On Wed, 17 Aug 2016 at 10:58 Philipp A. <flying-sheep@web.de> wrote:
Brett Cannon <brett@python.org> schrieb am Mi., 17. Aug. 2016 um 19:15 Uhr:
Please don't cross-post as it means anyone replying to your email will now split the conversation as not everyone will be subscribed to all of the mailing lists you sent this to. I have stripped out all but python-dev for my reply.

sorry, i’ll remember that! i just hit reply on the post and didn’t realize it was posted to more than python-dev.

I don't remember specifically seeing any email on this. Do you have a link to your post from the python-ideas archive showing your email actually made it to the list?

i posted here

That never made it to the mailing list because you posted it to Google Groups (notice how it isn't in the April archives for the mailing list: https://mail.python.org/pipermail/python-ideas/2016-April/thread.html).
 

yes!

how am i going about changing f-literal grammar before the beta hits?

You can post to python-ideas and start a discussion there as the PEP has already been accepted and implemented with the current semantics or ask for clarification for the reasoning behind the decision here on python-dev.

thanks. i’d like to hereby do the latter. i think the PEP’s wording is pretty clear:

Due to Python's string tokenizing rules, the f-string f'abc {a['x']} def' is invalid. The tokenizer parses this as 3 tokens: f'abc {a[' , x , and ']} def' . Just like regular strings, this cannot be fixed by using raw strings. There are a number of correct ways to write this f-string

i guess that means that python’s string tokenization rules are reused for f-literals, even though they aren’t actually strings.

They are still strings, there is just post-processing on the string itself to do the interpolation.
 
could someone please explain if this is right and if so, why it was chosen to do this instead of writing more fitting tokenization code?

My suspicion is simplification of the implementation, but Eric Smith can tell me if I'm wrong. By doing it this way the implementation can use Python itself to do the tokenizing of the string, while if you do the string interpolation beforehand you would then need to do it entirely at the C level which is very messy and painful since you're explicitly avoiding Python's automatic handling of Unicode, etc. As I think you pointed out, doing it the way it is currently implemented allows for re-using the str.format() code which is way easier. When it comes to an open source project where no one is paid to work on it, easy and pragmatic beats out purer and harder (it's in the Zen of Python after all :) .

You also make it harder to work with Unicode-based variable names (or at least explain it).
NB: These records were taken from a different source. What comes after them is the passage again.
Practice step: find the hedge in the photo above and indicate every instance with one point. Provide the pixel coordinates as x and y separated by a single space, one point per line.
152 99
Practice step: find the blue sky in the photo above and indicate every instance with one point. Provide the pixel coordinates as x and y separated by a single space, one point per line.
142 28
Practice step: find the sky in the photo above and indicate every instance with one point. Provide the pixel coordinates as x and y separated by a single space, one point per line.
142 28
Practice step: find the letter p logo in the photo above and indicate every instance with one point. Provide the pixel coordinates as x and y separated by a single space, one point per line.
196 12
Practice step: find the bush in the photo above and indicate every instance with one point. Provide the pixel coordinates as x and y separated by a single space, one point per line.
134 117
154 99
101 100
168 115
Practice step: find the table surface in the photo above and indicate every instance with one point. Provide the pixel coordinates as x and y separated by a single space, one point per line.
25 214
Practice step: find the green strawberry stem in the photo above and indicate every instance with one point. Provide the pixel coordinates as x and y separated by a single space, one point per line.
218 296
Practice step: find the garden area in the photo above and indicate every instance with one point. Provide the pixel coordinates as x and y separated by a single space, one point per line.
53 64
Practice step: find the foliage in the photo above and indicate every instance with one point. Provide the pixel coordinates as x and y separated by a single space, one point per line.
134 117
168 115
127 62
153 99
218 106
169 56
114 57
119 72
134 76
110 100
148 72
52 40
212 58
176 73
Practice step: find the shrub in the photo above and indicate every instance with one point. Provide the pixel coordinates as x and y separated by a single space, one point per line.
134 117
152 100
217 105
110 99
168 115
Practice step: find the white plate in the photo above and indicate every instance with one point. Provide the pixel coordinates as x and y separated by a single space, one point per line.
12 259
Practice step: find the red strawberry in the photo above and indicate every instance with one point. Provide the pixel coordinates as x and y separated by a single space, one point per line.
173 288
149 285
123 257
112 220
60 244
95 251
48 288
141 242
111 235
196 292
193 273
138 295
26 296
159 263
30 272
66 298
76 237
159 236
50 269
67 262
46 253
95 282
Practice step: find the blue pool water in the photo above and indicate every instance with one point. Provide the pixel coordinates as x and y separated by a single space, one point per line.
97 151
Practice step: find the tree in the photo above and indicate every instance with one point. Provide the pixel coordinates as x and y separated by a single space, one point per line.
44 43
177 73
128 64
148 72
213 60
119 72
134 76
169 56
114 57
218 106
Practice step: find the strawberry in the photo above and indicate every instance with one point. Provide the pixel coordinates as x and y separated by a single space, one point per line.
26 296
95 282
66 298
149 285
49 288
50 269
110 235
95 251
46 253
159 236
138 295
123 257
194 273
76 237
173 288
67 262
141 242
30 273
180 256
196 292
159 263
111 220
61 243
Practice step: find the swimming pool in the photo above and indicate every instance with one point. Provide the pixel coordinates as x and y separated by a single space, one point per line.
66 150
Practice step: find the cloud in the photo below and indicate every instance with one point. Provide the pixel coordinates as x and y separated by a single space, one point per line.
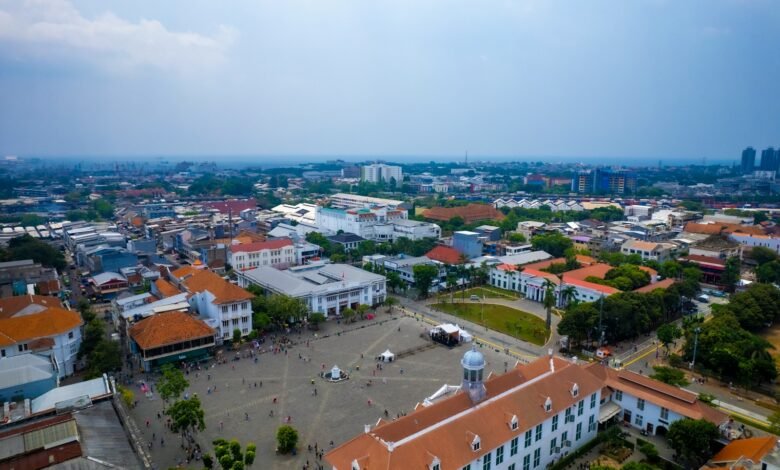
56 30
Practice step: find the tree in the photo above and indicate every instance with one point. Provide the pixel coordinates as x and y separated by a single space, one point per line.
549 301
731 274
172 383
762 255
668 333
669 376
186 416
424 275
286 438
348 315
390 302
693 440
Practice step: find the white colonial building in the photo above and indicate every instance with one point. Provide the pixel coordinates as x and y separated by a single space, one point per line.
325 288
525 419
279 253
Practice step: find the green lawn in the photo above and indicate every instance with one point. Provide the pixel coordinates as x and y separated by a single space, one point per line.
521 325
483 292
If you have Unicode in a variable name but you can't use \N{} in the string to help express it you then have to say "normal Unicode support in the string applies everywhere *but* in the string interpolation part".

Or another reason is you can explain f-strings as "basically str.format_map(**locals(), **globals()), but without having to make the actual method call" (and worrying about clashing keys but I couldn't think of a way of using dict.update() in a single line). But with your desired change it kills this explanation by saying f-strings aren't like this but some magical string that does all of this stuff before normal string normalization occurs.
 

naively i’d assume f'abc {a['x']} def' to tokenize as something like:

F_BEGIN
  F_STRING_BEGIN "a" "b" "c" " " F_STRING_END
  F_EXPR_START
    NAME_START "a" NAME_END
    GETITEM_BEGIN STRING_BEGIN "x" STRING_END GETITEM_END
  F_EXPR_END
  F_STRING_BEGIN " " "d" "e" "f" F_STRING_END
F_END

where f-literals are defined as F_START + F_STRING + (F_EXPR + F_STRING)* + F_END

all of this of course accounting for different delimiters and so on

i consider this important enough to defer f-literals to 3.7 if it can’t get in in time.
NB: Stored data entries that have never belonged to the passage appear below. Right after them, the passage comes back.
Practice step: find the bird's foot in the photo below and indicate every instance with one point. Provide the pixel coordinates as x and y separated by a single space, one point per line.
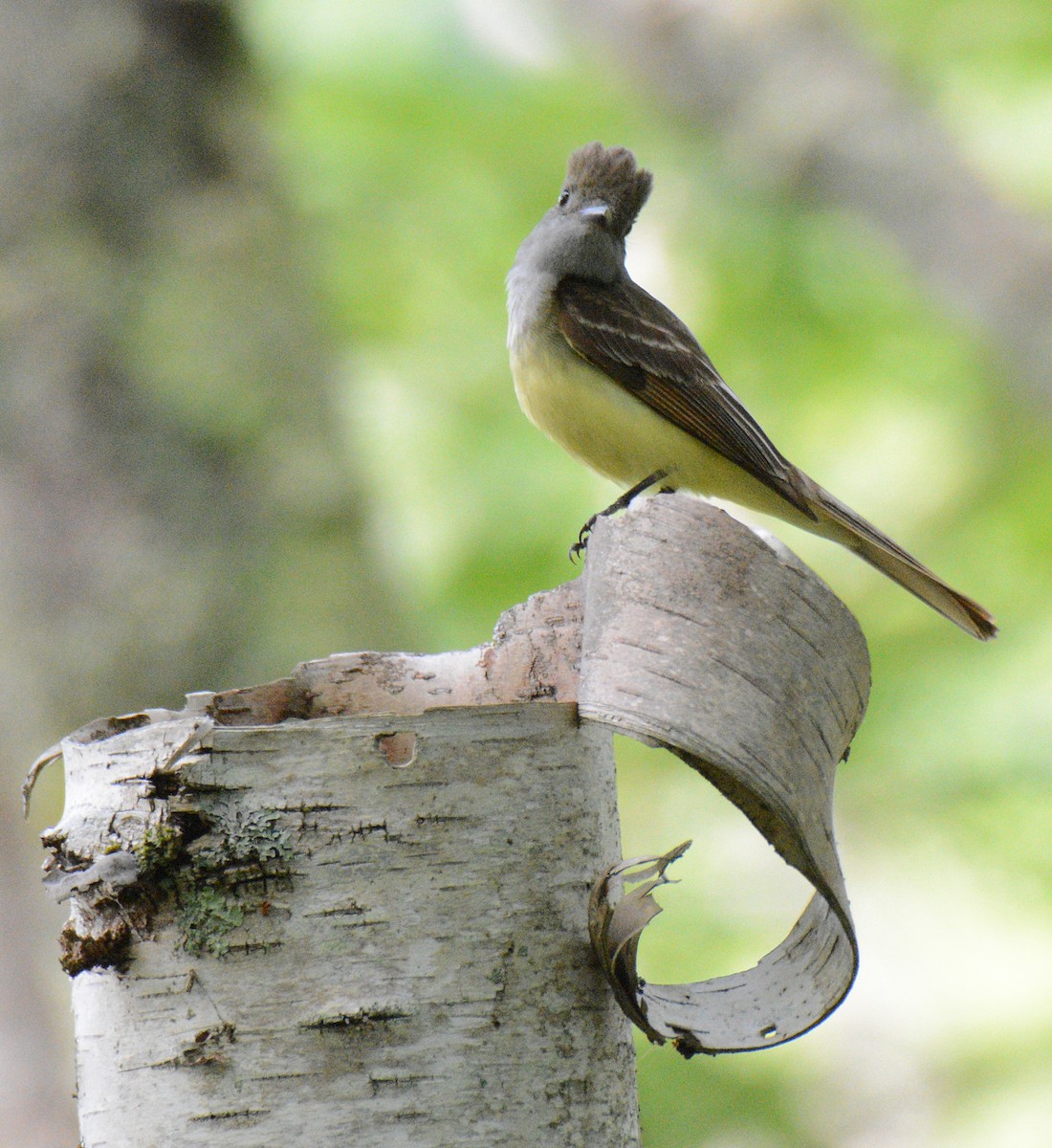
621 503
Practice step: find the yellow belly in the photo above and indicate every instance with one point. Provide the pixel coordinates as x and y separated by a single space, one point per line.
607 429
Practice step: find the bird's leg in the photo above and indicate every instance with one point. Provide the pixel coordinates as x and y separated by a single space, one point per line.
621 503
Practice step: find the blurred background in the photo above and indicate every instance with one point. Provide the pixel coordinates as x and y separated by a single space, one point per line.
254 408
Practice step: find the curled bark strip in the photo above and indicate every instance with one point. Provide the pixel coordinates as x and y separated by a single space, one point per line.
703 638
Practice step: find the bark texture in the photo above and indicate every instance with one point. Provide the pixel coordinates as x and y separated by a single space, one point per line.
354 904
392 948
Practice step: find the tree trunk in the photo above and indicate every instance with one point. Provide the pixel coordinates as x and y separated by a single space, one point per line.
354 905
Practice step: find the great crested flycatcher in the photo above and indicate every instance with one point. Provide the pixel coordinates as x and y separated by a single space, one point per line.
620 383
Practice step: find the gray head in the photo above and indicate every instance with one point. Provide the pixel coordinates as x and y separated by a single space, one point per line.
584 233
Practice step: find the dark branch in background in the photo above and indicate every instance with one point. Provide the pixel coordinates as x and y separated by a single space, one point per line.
806 108
161 361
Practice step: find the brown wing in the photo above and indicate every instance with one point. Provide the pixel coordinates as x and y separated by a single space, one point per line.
640 343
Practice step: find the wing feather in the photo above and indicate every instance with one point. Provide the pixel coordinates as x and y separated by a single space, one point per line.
642 344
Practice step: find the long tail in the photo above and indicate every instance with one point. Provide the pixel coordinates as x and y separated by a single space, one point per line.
902 567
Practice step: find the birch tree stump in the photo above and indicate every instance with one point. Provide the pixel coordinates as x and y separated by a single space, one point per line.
352 906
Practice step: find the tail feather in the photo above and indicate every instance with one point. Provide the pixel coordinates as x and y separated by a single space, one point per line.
901 566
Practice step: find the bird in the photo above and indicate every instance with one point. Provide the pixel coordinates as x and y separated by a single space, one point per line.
619 382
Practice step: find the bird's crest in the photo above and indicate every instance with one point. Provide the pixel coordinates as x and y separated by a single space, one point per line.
610 173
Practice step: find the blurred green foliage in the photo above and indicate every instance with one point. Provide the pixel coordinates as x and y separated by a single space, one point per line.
415 156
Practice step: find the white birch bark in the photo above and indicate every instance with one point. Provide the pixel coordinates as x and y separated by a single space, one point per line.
423 973
351 906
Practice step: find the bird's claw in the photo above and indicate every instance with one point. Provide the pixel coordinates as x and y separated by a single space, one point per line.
581 544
I just wanted to let you know, Philipp, that your email comes off as somewhat demanding, e.g. "I want this changed". Had you asked why the decision was made then your email would not come off as "I'm right and you're wrong" and more about you asking for clarification to understand why, and then if you still disagreed with the thought process then bring up that you think it may have been a mistake.

sorry. i just wanted to make my feelings clear since i think this is an overlooked issue and the time is tight, in hope that maybe someone is inspired to listen. i thought the PEP’s wording was hint enough to explain the rationale (convenient reuse of tokenization code)

i’ll patiently await clarification about this, and again: sorry for sounding demanding :(

Not a problem! I figured you didn't mean for it to, hence why I took the time to point it out and reply calmly (and if it didn't come off as that I'm sorry).